The Dow Jones index shed 105.07 points and closed at 30,068.81 on Wednesday, while the S&P 500 declined 0.8% to end at 3,672.82, with the energy and consumer discretionary sectors providing some support to the index.

What to watch: Investors await data on inflation and initial jobless claims from the US. The annual inflation rate in the US is expected to ease to 1.1% in November, from 1.2% in October. Initial jobless claims are projected to rise to 725,000 in the latest week, from 712,000 in the prior week.

Covid-19 remains a leading concern for investors, with total cases surpassing 15.3 million in the US.

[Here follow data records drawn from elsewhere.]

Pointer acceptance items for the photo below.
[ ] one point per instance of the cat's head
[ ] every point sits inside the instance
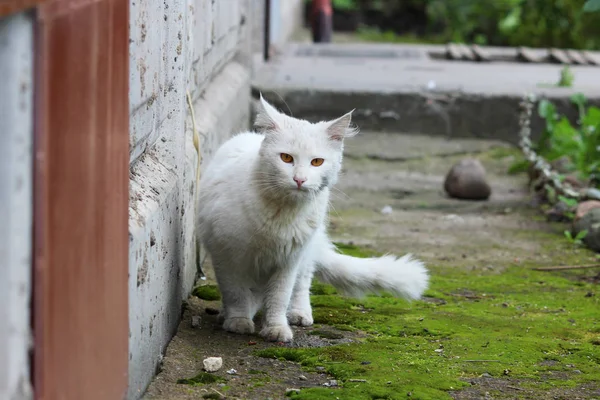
(299, 158)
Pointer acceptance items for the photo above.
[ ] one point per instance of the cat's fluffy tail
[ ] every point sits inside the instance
(404, 277)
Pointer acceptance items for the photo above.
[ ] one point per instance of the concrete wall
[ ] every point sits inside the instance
(16, 136)
(180, 47)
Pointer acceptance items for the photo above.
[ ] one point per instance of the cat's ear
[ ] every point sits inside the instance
(268, 118)
(340, 128)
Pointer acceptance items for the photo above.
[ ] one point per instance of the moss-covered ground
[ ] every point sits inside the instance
(489, 326)
(533, 328)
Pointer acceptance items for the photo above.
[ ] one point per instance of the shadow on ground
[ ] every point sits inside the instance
(489, 326)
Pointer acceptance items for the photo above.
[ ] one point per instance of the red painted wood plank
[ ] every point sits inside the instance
(81, 324)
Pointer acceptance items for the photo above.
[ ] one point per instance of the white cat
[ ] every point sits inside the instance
(263, 206)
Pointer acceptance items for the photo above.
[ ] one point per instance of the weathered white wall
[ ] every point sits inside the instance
(200, 47)
(16, 136)
(204, 48)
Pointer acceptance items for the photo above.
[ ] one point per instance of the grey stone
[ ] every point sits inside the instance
(212, 364)
(466, 180)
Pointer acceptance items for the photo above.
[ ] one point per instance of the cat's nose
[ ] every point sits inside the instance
(299, 181)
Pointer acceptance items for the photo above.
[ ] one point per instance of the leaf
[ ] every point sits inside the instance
(579, 99)
(591, 6)
(581, 235)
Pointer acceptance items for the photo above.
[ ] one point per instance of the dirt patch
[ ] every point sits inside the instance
(255, 377)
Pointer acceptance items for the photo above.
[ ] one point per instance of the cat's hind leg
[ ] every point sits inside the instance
(276, 302)
(299, 311)
(240, 303)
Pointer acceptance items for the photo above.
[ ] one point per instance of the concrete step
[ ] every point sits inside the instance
(413, 88)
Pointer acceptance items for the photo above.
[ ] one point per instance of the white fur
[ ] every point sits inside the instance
(267, 237)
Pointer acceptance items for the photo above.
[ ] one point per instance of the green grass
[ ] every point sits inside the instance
(515, 321)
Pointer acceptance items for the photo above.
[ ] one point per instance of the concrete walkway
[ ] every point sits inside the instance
(411, 88)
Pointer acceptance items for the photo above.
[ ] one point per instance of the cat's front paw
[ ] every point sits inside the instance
(300, 317)
(277, 333)
(238, 325)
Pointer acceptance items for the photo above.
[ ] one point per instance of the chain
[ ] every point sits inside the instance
(547, 174)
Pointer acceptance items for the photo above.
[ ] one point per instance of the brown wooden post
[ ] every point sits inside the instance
(81, 200)
(322, 21)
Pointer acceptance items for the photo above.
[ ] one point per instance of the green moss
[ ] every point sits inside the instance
(201, 379)
(326, 334)
(211, 396)
(540, 326)
(353, 250)
(207, 292)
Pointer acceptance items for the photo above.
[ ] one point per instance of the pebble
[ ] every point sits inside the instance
(591, 223)
(585, 206)
(466, 180)
(386, 210)
(196, 321)
(592, 193)
(212, 364)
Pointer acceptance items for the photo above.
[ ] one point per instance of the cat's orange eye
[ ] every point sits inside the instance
(317, 162)
(286, 158)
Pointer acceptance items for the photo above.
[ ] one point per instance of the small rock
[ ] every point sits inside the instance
(212, 364)
(386, 210)
(558, 213)
(466, 180)
(584, 207)
(574, 182)
(592, 193)
(562, 165)
(196, 321)
(211, 311)
(590, 222)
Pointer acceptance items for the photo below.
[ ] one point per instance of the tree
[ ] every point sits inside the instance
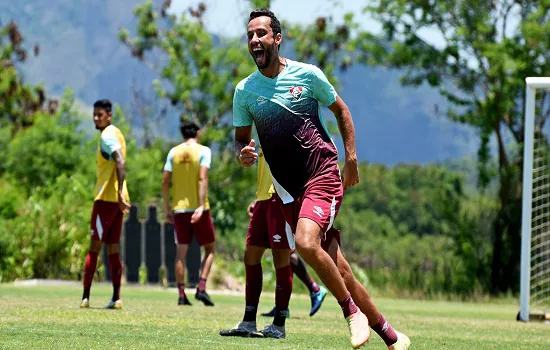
(18, 101)
(198, 72)
(480, 70)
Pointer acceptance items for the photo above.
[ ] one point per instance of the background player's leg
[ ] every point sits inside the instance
(360, 295)
(317, 293)
(308, 244)
(90, 267)
(300, 270)
(254, 280)
(206, 264)
(283, 289)
(181, 253)
(207, 261)
(116, 269)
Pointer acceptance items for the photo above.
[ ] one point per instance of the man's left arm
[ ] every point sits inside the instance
(121, 177)
(350, 174)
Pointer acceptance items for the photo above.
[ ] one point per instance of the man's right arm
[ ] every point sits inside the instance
(242, 120)
(243, 135)
(166, 177)
(245, 152)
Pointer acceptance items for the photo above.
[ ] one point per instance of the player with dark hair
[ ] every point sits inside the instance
(187, 168)
(110, 204)
(283, 99)
(268, 229)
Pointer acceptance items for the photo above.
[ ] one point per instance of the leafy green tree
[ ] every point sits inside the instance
(480, 70)
(198, 72)
(37, 155)
(18, 101)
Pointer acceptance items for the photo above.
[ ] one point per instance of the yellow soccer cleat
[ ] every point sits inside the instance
(403, 342)
(359, 329)
(116, 305)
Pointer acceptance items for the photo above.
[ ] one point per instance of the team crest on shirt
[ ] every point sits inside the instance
(185, 158)
(296, 92)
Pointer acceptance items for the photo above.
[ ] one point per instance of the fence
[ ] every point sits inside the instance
(151, 244)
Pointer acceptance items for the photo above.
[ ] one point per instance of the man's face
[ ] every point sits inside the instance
(102, 118)
(262, 44)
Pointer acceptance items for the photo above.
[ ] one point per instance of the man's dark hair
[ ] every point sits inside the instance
(189, 129)
(275, 24)
(104, 104)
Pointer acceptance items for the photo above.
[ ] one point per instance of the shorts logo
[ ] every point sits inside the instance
(296, 92)
(185, 158)
(317, 210)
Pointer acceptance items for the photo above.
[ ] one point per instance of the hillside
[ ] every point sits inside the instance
(80, 50)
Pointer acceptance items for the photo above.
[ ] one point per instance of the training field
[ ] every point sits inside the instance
(49, 318)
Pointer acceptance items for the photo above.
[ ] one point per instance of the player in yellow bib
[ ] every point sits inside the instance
(187, 168)
(110, 204)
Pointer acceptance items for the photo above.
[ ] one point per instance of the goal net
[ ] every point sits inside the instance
(535, 244)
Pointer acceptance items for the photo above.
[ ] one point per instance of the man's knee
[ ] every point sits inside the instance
(281, 257)
(307, 244)
(181, 251)
(253, 255)
(95, 246)
(112, 249)
(294, 259)
(209, 248)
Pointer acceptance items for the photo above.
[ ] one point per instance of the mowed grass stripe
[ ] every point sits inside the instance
(49, 317)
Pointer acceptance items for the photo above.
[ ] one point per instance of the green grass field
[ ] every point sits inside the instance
(49, 318)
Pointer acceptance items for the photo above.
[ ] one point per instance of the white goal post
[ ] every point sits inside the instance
(535, 224)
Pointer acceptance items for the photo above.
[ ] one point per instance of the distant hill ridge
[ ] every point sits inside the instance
(80, 49)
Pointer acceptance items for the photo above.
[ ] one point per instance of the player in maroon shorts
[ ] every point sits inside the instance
(267, 229)
(283, 99)
(110, 204)
(186, 168)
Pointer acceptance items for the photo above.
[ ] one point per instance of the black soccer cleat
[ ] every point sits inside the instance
(270, 313)
(184, 301)
(204, 297)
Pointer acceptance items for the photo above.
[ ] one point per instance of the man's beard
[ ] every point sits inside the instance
(268, 57)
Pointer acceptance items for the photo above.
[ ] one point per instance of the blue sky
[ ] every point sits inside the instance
(228, 17)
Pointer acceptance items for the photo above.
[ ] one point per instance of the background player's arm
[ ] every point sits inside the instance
(203, 185)
(250, 208)
(121, 176)
(203, 190)
(166, 178)
(350, 174)
(244, 146)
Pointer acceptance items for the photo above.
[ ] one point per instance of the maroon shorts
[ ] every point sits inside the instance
(184, 229)
(319, 202)
(106, 222)
(268, 228)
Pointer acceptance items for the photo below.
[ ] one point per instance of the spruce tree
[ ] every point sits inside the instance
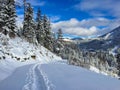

Other Markets: European trading indices closed mostly higher on Wednesday, with the FTSE 100 and German DAX 30 up by 0.08% and 0.47%, respectively, while the French 40 bucked the trend and declined by 0.25%.

Support & Resistances
for Today


market snapshot


Futures at 0400 (GMT)

What else to watch today


Tukey’s unemployment rate and foreign exchange reserves, UK’s balance of trade, construction output, industrial production, goods trade balance and GDP, France’s industrial production, South Africa’s current account balance, mining production, gold production, manufacturing production and building plans passed, Russia’s total vehicle sales, Brazil's retail sales, ECB’s interest rate decision as well as the US EIA’s natural gas stockpiles.